Analytical calculation of multivariate integrals can become quite complex, especially when the domain of integration is not axis aligned (for instance if we want to know the volume under the function in the domain \(x^2+y^2<1\)).

In this introductory course we (fortunately) do not need to analytically calculate these integrals and we leave that subject to another course (and Mathematica and mathematicians…).

1.3.5. Symbolic Math Computations

Computer scientists are (in most cases) no mathematicians. So doing a lot of tedious, error prone math (be it calculus, linear algebra or any other branch) is not our joy in life. Fortunately there are symbolic math programs to solve most of our day to day needs.

There are many great programs for symbolic math. Mathematica is perhaps the best known. Mathematicians themselves tend to use Maple more in my perception.

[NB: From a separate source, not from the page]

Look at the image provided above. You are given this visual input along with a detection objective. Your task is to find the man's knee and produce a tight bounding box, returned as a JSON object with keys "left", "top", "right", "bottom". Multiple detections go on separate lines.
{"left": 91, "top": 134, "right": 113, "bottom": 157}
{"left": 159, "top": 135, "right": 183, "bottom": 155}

Other symbolic math programs do exist.

Here we will use SymPy that is an extension for Python to deal with some simple symbolic math.

from sympy import Symbol, diff, exp, simplify, init_printing, latex

init_printing()
x = Symbol("x"); y = Symbol("y"); a = Symbol("a");
f = x**2+y
print(f)
print(diff(f, x))
print(diff(f, y))
print(diff(f, x, 2))
f = exp(-a*(x**2+y**2));
print(f)
print(diff(f,x,1))
print(diff(f,y,1))
print(simplify(diff(f,x,2)))
print(simplify(diff(f,x,1,y,1)))
print(simplify(diff(f,y,2)))

x**2 + y
2*x
1
2
exp(-a*(x**2 + y**2))
-2*a*x*exp(-a*(x**2 + y**2))
-2*a*y*exp(-a*(x**2 + y**2))
2*a*(2*a*x**2 - 1)*exp(-a*(x**2 + y**2))
4*a**2*x*y*exp(-a*(x**2 + y**2))
2*a*(2*a*y**2 - 1)*exp(-a*(x**2 + y**2))

1.3.6. Exercises

In a previous section we have looked at the function

\[f(x,y) = x\cos(a x + by) + y\sin(a x + by)\]

and given its first order partial derivative with respect to \(x\), i.e. \(\partial_x f\).

Also calculate \(\partial_y f\), \(\partial_{xx} f\), \(\partial_{xy} f\) and \(\partial_{yy} f\)
Calculate all partial derivatives up to order 2 of the functions:

\[\begin{split}f(x,y) &= \exp\left( - a(x^2+y^2) \right)\\ g(x,y) &= \cos(a x + b y)\end{split}\]

i.e. calculate \(f_x=\partial_x f\), \(f_y\), \(f_{xx}\), \(f_{xy}\) and \(f_{yy}\) and the same derivatives but then for the function \(g\).
Given:

\[g(x,y,s) = \frac{1}{2\pi s^2}\exp\left( -\frac{x^2+y^2}{2s^2} \right)\]

calculate \(g_s = \partial_s g = \frac{\partial g}{\partial s}\).